Sources and Collection of Data
Three primary buckets were used to collect the data:
Open-Source Hindi Data: This comprised online resources that were accessible to the general public in a variety of areas, including news and non-news. Text from online pages was scraped and extracted using automated tools. Some of the sources are as follows:
- News: News portal articles.
- Non-News: A variety of sites, such as commoncrawl.org, Wikipedia, and other culturally relevant material like AIR’s “Man ki Baat.”
Translated Data: Three distinct translation models were employed to convert a section of the Pile dataset a sizable English dataset used to train AI models into Hindi. Based on its accuracy and efficiency, IndicTrans2 (AI4Bharat) was chosen as the best model for this use.
Dialects: The scarcity of information on the internet made gathering data on dialects particularly difficult.

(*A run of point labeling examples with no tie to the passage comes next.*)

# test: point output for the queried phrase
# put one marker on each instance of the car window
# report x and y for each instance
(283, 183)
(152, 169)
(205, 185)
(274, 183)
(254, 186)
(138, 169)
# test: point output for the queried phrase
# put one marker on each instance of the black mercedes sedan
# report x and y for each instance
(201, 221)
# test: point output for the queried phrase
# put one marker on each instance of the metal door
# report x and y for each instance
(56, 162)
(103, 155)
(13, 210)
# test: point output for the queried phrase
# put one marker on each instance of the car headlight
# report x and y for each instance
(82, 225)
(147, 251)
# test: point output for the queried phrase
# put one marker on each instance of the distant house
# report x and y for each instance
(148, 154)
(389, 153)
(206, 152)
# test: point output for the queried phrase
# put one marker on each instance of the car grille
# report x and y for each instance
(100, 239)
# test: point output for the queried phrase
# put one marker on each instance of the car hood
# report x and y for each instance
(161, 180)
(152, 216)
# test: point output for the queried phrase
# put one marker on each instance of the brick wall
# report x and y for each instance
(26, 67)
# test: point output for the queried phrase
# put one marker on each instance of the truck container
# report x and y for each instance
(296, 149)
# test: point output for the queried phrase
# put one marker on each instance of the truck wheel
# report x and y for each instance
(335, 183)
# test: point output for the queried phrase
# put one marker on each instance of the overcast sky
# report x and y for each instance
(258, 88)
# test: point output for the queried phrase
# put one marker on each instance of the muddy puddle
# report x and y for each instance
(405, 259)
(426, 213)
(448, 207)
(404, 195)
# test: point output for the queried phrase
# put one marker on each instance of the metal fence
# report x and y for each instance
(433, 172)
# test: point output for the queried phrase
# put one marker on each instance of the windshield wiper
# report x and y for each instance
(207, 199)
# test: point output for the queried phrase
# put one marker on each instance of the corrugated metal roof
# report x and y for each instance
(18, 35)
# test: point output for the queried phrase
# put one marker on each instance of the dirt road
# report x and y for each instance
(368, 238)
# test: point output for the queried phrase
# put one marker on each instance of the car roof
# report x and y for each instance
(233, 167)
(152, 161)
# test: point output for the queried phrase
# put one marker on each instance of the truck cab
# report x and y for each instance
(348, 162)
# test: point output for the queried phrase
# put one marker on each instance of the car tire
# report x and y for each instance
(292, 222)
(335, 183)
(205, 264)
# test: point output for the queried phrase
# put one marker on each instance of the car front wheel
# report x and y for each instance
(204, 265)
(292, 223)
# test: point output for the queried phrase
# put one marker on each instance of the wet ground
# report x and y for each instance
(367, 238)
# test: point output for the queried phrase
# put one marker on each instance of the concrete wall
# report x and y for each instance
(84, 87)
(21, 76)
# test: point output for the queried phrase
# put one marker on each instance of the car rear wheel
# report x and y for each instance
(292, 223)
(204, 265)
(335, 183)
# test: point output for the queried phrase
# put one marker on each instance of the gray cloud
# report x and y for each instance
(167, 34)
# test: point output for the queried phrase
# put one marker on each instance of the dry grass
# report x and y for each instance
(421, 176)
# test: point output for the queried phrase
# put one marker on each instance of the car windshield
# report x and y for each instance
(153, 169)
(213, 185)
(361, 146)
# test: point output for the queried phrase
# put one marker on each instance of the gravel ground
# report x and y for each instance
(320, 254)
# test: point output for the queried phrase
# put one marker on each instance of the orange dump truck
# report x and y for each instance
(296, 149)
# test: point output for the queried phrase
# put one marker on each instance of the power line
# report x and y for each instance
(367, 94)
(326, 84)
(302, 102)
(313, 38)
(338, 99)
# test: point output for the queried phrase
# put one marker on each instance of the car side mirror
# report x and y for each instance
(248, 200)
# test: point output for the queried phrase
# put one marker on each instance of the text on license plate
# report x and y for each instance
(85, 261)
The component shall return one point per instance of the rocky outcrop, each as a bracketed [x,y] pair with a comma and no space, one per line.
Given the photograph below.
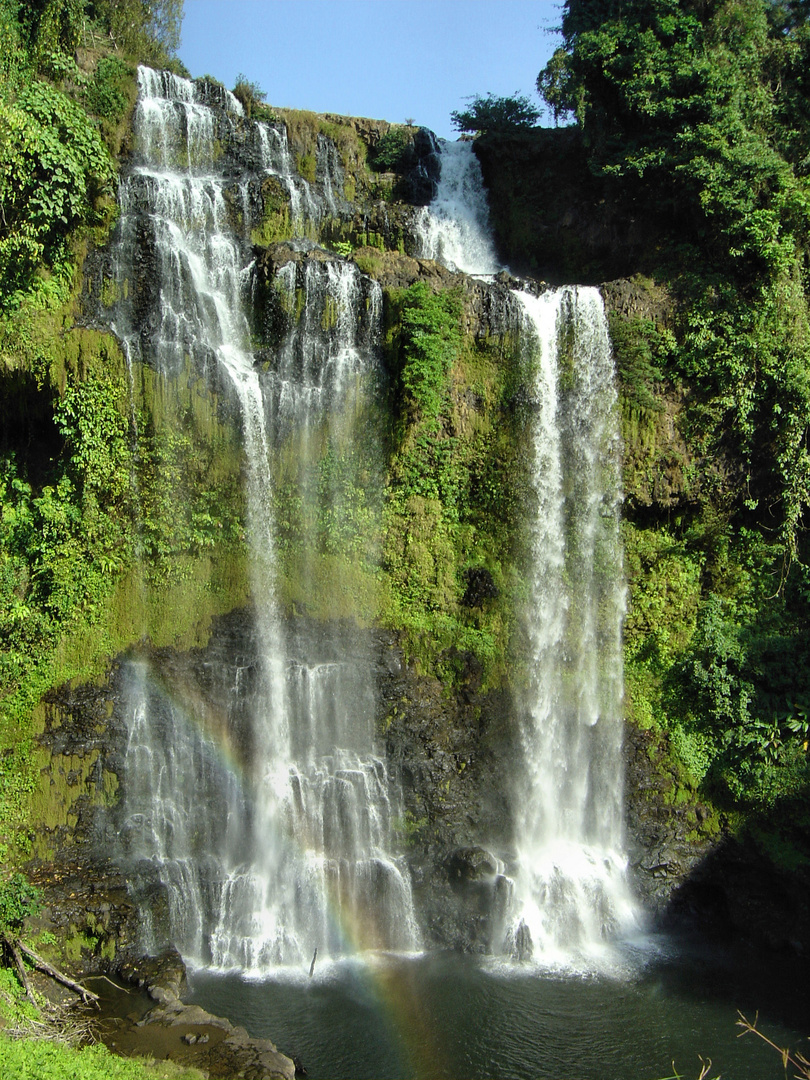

Data was gathered from a variety of sources, including fieldwork where representatives gathered antique books and other texts, which were subsequently digitised and transformed into text data, including important dialects such as Maithili, Bhojpuri, Magahi, and Braj Bhasha.
Method of Training
Supervised learning was conducted on a high-performance computing system after the text had undergone considerable preprocessing to sanitise and standardise it.
- Pre-training: Using sophisticated tokenisation techniques, a dataset of 22 billion tokens was used.
- Fine-Tuning: Using datasets especially designed for cultural, political, and social situations, supervised fine-tuning was carried out with an emphasis on Indian languages.
The datasets used for pre-training and fine-tuning the model are summarised in the table below:
Phase | Data Source | Tokens | Notes |
---|---|---|---|
Pre-training | Cleaned dataset of Hindi and dialects | 22 billion | Utilized advanced tokenization |
Fine-tuning | Custom datasets tailored for Indian languages | Varied | Focus on cultural, political, and social contexts |
Preparation
To guarantee excellent quality and training utility, the gathered data went through multiple cleaning and preparation stages:
Cleaning: Unwanted language, characters, and private data, such as mobile numbers, were removed from the data. Unwanted tags from scraped web pages were eliminated, and transliteration was done when needed.
Bias Removal: To identify and eliminate biassed language from the training data, a Bias Removal Toolkit was created. This toolbox assisted in making sure the model was trained on morally sound, accurate, and socially conscious text.
Tokenisation: A unique tokeniser created especially for Hindi and its dialects was used to tokenise the data. Byte Pair Encoding (BPE) served as the foundation for this tokeniser, which added features such byte fallback to effectively handle the quirks of Hindi script.
In brief
The final training dataset included the following:
Raw Data Size: More than 500 GB of unprocessed data were gathered.
Data that has been cleaned and curated: Roughly 200 GB of clean Hindi and dialect text data.
Tokenisation: For pre-training, 22 billion tokens made from the cleansed data were used.
Project Indus LLM was able to build strong comprehension and generation skills for Hindi text with its broad and varied training data base, which makes it an effective solution for applications that need Indian language processing.